In Freetown recently, I came face to face with something that made me a believer: a trash truck.
A believer in what? That depends on what or whom you credit with the appearance of the trash truck. A newly buoyant national government? A streamlined UN better supporting national needs? Aid? Whatever your preferred church of social service causality the point is that I was sitting in Freetown’s legendary traffic, I saw a trash truck.
A picture of a gleaming white sanitation truck will never make it onto a postcard, but it’s possibly the thing most worth writing home about. When I first came here two years ago, Freetown rid itself of trash by collecting it in piles at the end of major (and narrow) streets and burning it. There are still a few major piles to be found at strategic locations, but they’re tended by trucks – and presumably, workers with nifty new jobs – and the trash is taken away.
You may be asking yourself, Is she seriously writing about trash collection? I get that this has the potential to sound a little snotty, as if the recently returned adventure tourist is pleased to see that the natives have finally discovered sanitation. But that would be too cynical a read even for me. And it would be wrong, for reasons that suggest perhaps this whole peacebuilding thing, which I’m here investigating for the Pulitzer Center on Crisis Reporting, has its merits.

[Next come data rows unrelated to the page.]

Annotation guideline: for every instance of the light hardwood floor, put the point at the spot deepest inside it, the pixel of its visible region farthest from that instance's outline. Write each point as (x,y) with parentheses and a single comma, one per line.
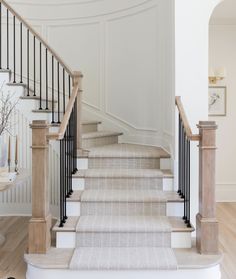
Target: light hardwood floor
(11,253)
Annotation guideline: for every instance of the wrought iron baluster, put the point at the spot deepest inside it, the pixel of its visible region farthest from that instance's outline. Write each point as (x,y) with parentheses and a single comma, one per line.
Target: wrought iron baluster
(53,120)
(7,39)
(14,49)
(28,66)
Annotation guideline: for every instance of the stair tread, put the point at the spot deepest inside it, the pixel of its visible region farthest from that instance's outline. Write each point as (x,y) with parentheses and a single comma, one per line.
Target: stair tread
(176,223)
(37,98)
(100,134)
(90,122)
(118,258)
(126,150)
(124,195)
(45,111)
(123,224)
(59,258)
(123,173)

Earlier this week, I spoke with Philip Dive, the joint strategy officer at UN country headquarters and, de facto, HQ’s peacebuilding point man. Peacebuilding is a word with as many definitions as people you ask, but Dive’s take sticks out: He thinks of peacebuilding as a process of normalization, of taking situations so abnormal they demand attention – 70 percent of youth are illiterate! – and fixing them so that, basically, they don’t. (Ever read a news story headlined, “Seventy percent of youth can read and write!” Me either.)
Dive doesn’t use “abnormal” normatively. There’s not judgment in it, the same way that my noticing trash collection is not an invocation of the colonial continuum of progress toward civilization. And that’s just the point. When you come to Freetown – which you should, for the beautiful beaches and the delicious food and the people and the fantastic hand-dyed fabrics and expert tailors – you won’t notice the trash collection. Because to you, it’s normal.
Here’s another sign it may be working: When I told a bank teller downtown that I was writing on peacebuilding in Sierra Leone, he cringed. Another reporter looking for the brink-of-war-again story, his face seemed to say.
He told me he works a 12-hour day, with an hour’s commute on either end. He’s busy, and often, he’s tired. “We don’t need anyone to tell us not to go to back to the bush,” he said, cufflinks clinking against the counter as he counted out my leones — doing what bank tellers everywhere do, normally.